The above quotes recognize that we need each other when journeying through life’s losses and this includes our need for God as well. This past Memorial Day marks a day of remembrance for those living and for those who have died. It is through the life experience of bereavement that we realize how important remembering is to the healing of those who are grieving. It is in the remembering that we attend to our grief. The phrase “time heals all wounds [our grief]” is a myth. Like any wound, it takes time to heal, but the healing usually does not happen without careful attention.
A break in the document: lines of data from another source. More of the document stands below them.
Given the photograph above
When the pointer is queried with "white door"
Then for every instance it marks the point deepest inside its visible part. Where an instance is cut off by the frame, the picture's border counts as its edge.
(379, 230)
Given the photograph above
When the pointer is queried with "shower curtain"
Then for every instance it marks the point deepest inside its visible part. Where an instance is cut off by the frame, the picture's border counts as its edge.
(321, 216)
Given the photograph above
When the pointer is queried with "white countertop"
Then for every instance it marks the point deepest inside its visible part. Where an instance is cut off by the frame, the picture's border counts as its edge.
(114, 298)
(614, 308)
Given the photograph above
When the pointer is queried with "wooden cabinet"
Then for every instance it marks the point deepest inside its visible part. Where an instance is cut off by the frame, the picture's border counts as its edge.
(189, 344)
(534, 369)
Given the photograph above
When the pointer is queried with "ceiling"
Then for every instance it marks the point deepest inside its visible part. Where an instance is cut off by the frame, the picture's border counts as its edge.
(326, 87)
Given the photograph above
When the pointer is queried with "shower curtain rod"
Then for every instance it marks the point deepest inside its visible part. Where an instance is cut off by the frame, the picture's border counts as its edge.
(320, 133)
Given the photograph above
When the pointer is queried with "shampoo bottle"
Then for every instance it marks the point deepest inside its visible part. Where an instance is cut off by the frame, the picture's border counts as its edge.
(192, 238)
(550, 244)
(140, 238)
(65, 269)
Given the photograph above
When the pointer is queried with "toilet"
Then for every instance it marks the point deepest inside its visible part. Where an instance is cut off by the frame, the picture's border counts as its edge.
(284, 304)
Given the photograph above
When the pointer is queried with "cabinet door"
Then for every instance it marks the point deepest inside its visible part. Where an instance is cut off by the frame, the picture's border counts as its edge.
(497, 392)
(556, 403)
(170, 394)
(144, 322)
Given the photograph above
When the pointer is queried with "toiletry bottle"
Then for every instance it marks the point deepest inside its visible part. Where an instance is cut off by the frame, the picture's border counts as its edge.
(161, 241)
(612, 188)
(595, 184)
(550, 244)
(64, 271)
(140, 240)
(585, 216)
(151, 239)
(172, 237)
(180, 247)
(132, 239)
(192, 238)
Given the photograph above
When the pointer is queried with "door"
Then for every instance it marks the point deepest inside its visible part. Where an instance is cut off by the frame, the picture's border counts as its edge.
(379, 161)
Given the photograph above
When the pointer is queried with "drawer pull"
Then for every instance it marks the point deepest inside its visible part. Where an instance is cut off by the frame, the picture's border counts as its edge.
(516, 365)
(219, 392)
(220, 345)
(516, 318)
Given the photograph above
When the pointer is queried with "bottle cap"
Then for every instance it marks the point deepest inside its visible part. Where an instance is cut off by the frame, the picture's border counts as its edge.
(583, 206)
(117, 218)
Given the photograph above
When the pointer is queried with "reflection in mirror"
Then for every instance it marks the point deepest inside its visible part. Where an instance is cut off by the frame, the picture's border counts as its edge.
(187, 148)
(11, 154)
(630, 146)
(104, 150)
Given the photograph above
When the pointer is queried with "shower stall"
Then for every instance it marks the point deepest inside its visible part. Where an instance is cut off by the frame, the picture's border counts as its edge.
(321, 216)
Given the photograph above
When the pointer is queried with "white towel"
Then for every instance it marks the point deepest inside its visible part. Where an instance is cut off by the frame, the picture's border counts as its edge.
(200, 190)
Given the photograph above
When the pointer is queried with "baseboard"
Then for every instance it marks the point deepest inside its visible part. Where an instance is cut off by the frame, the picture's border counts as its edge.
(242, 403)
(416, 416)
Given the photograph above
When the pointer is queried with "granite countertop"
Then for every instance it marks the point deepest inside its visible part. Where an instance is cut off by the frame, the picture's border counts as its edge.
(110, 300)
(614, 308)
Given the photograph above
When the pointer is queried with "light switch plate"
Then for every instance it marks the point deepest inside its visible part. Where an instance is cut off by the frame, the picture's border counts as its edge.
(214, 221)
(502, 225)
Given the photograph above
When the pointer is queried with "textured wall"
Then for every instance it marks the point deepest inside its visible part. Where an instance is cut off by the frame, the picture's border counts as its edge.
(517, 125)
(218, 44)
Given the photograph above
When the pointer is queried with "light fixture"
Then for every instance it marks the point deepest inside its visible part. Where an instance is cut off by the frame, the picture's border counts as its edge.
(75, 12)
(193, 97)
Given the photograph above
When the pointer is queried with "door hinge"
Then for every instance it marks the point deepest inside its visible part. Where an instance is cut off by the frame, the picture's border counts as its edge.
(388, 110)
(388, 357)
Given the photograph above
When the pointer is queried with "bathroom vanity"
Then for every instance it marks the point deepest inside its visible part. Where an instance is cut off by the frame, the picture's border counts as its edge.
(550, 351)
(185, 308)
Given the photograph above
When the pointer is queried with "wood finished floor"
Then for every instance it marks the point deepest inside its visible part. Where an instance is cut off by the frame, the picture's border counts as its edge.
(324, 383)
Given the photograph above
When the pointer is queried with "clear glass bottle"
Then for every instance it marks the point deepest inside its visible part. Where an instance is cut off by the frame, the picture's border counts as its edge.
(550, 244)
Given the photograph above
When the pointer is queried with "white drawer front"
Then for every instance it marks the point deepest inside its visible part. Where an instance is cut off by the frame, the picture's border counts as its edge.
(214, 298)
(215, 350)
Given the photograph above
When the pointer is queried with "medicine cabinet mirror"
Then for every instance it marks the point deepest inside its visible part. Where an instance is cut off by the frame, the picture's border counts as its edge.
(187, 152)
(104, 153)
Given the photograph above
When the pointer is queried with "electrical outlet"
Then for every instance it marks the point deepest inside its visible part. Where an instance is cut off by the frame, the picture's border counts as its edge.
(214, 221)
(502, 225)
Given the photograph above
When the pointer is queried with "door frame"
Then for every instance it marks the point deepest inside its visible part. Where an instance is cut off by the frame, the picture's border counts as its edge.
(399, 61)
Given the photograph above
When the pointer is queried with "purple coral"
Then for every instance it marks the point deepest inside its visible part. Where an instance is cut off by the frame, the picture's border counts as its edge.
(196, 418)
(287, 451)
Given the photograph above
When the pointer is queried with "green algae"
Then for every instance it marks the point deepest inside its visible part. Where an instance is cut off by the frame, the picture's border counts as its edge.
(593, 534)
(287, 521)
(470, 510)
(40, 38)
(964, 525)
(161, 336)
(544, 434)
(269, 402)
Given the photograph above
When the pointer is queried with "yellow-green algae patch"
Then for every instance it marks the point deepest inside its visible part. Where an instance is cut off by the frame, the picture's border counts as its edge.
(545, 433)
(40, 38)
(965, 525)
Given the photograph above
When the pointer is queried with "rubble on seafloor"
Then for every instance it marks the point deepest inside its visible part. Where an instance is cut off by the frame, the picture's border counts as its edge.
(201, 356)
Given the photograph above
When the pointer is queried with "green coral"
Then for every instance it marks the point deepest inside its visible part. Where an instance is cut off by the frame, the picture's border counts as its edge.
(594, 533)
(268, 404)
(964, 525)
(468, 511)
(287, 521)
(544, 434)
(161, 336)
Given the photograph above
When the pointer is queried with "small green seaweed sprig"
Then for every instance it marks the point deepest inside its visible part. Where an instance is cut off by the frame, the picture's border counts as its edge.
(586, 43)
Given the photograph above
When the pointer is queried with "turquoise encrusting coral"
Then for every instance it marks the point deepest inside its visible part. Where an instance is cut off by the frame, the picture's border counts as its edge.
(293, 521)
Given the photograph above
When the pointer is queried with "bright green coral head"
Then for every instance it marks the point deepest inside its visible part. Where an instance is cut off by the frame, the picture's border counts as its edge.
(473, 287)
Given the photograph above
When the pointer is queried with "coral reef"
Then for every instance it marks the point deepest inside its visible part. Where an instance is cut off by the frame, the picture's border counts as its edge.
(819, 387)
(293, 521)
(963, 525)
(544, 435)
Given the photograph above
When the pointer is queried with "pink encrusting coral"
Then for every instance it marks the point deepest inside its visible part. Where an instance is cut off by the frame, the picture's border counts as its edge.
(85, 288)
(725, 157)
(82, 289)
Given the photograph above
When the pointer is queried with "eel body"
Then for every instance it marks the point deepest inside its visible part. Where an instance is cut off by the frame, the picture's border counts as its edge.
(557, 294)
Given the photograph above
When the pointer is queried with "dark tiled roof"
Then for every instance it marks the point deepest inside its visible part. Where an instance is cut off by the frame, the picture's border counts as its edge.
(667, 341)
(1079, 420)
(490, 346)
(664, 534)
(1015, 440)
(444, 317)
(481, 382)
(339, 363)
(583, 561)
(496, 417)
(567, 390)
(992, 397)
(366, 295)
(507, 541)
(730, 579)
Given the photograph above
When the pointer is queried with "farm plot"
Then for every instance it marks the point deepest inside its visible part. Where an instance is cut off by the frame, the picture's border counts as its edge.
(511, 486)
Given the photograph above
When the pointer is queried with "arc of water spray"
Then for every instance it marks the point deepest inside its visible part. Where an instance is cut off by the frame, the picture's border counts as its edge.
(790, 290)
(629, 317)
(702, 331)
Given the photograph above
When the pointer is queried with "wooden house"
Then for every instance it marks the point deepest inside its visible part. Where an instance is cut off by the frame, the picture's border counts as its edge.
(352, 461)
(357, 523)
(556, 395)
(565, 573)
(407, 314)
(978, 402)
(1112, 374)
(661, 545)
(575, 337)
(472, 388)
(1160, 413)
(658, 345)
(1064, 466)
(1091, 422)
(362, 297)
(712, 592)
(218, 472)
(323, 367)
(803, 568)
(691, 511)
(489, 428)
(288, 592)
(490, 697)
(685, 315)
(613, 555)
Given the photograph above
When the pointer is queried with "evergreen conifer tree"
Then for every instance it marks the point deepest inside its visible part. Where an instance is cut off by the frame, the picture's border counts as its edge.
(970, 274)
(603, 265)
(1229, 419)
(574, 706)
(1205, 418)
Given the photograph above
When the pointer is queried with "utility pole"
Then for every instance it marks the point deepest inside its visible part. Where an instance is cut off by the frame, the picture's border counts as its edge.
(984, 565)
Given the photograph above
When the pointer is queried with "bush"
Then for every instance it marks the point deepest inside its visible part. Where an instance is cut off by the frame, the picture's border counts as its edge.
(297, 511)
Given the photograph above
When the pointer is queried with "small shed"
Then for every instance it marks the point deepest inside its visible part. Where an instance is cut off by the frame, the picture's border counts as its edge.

The careful attention of a physical wound might include cleaning, debriding, stitches, and the application of medicines. In the same manner, the careful attention of someone with an emotional/spiritual wound like grief would include:
*Remembering the one who has died in his/her fullness (things he/she did well and not so well)
* Honoring and accepting the pain (tears) of the loss of the individual
* Remembering that the healing process leads us through the grief, not away or around it
* Learning to adapt to the major changes in life (there is no getting back to normal — whatever normal was)
* Walking through the grief with others at times and sometimes walking alone (yet always knowing that God and other trusted loved ones continue to be a resource)
* Realizing that the grief work does not get easier — we adjust, though, and get stronger in dealing with life.
Thanks for letting me share that with you. I am praying it helps you in your interactions with those around you who are grieving and mourning.